June 28, 2020, marks a special day for Cincinnati, as it would have been the 100th birthday of beloved politician and civil rights activist Marian Spencer, who died on July 9, 2019. To commemorate the occasion, the Women’s City Club of Greater Cincinnati organized an artistic tribute: a life-size statue of Spencer, designed by local sculptors Tom Tsuchiya and Gina Erardi.
The idea is credited to club member Alice Schneider, who initiated fund-raising efforts that collected enough donations to commission the project. “It’s special because Marian herself was a member of the Women’s Club before she passed away,” says Tsuchiya, who conducted extensive research to infuse the clay with Spencer’s personality, never having met her in person. He relied heavily on the biography Keep on Fighting, written by Spencer’s fellow activist and friend, Dot Christenson. He also spoke with Camille Haamid, Spencer’s niece and model for the sculpture. “It was important to listen to the people who knew her well,” Tsuchiya says.
One concept that became paramount in creating the piece was to reflect Spencer’s dedication to local youth. “I came up with the idea of representing her communicating with two children, a girl and a boy, because a lot of what she became famous for was desegregating public schools and Coney Island.

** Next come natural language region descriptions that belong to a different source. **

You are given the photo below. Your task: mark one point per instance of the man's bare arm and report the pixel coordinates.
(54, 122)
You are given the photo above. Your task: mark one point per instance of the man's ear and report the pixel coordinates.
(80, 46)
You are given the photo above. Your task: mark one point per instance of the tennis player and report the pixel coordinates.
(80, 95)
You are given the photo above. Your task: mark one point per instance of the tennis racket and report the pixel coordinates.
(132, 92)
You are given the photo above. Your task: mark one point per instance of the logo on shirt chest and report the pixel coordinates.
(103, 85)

The kids are good symbols of her legacy in [Cincinnati’s] public institutions.”
Tsuchiya and Erardi’s creation goes one step further in bringing Spencer to life by featuring an interactive element. The scene depicts Spencer greeting the children, holding the girl’s hands that are linked with the boy’s in turn. He reaches out to Spencer, an open gesture that forms an incomplete circle. Visitors will follow footprints etched into the base of the display, encouraging them to fill in the gap themselves.

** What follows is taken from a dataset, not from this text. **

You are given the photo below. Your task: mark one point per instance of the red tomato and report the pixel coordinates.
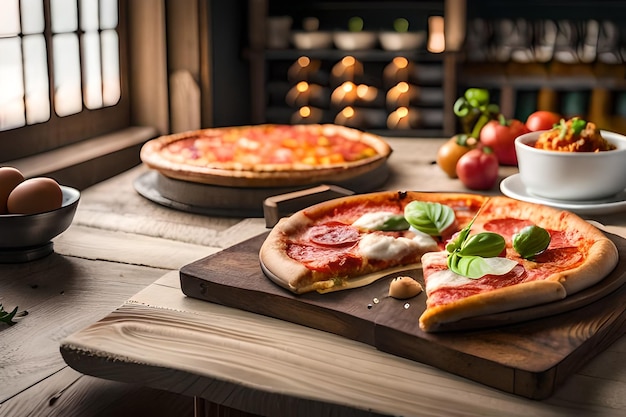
(542, 120)
(478, 169)
(500, 136)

“It symbolizes unity,” Tsuchiya says, “and at the same time it spreads her message of bringing about change through non-violent means. This sculpture represents that kind of peaceful work that followed political and legal avenues.”

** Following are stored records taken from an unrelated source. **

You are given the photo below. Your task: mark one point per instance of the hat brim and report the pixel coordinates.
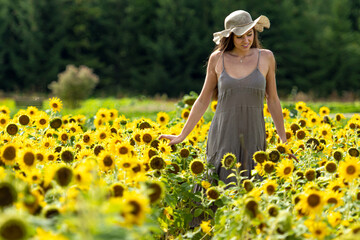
(258, 24)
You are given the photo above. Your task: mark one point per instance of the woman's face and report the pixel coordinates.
(245, 41)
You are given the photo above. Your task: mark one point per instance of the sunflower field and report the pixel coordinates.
(109, 177)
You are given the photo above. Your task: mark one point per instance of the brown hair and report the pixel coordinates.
(227, 44)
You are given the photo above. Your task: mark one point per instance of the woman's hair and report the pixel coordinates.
(227, 44)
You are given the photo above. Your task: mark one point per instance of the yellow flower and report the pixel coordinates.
(162, 118)
(311, 201)
(206, 227)
(213, 105)
(285, 169)
(324, 111)
(349, 169)
(55, 104)
(205, 184)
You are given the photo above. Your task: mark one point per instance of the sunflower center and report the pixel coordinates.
(136, 208)
(147, 137)
(123, 150)
(313, 200)
(118, 190)
(86, 138)
(108, 161)
(287, 170)
(12, 129)
(350, 170)
(156, 192)
(332, 201)
(24, 120)
(102, 135)
(29, 159)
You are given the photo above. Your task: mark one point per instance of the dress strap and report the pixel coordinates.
(258, 59)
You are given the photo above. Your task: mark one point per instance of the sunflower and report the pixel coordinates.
(4, 120)
(318, 230)
(325, 131)
(103, 114)
(286, 113)
(147, 136)
(273, 210)
(12, 129)
(162, 118)
(156, 191)
(335, 185)
(196, 167)
(24, 119)
(102, 133)
(8, 194)
(260, 156)
(228, 161)
(248, 185)
(185, 113)
(27, 159)
(8, 153)
(334, 199)
(251, 207)
(270, 187)
(157, 163)
(13, 228)
(349, 169)
(106, 161)
(285, 169)
(282, 148)
(268, 167)
(117, 189)
(339, 116)
(334, 218)
(311, 201)
(206, 227)
(353, 152)
(63, 175)
(273, 155)
(324, 111)
(124, 148)
(212, 193)
(67, 155)
(164, 147)
(42, 120)
(302, 122)
(310, 174)
(213, 105)
(136, 206)
(300, 106)
(55, 104)
(32, 111)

The sculpture will be installed at the Women’s Committee Garden in Smale Riverfront Park later this summer. “It’s due south from the Underground Railroad Freedom Center and the suspension bridge, which were both important symbols in Marian’s life,” says Tsuchiya. “The space is cool because the statue will be right on the ground—it’s accessible to all people.”
A public unveiling was originally set for Spencer’s centennial birthday, but plans have changed amid lingering COVID-19 concerns. Tsuchiya says it’s likely that the ceremony will instead take place next spring, and could feature live music, speeches from donors, and other activities.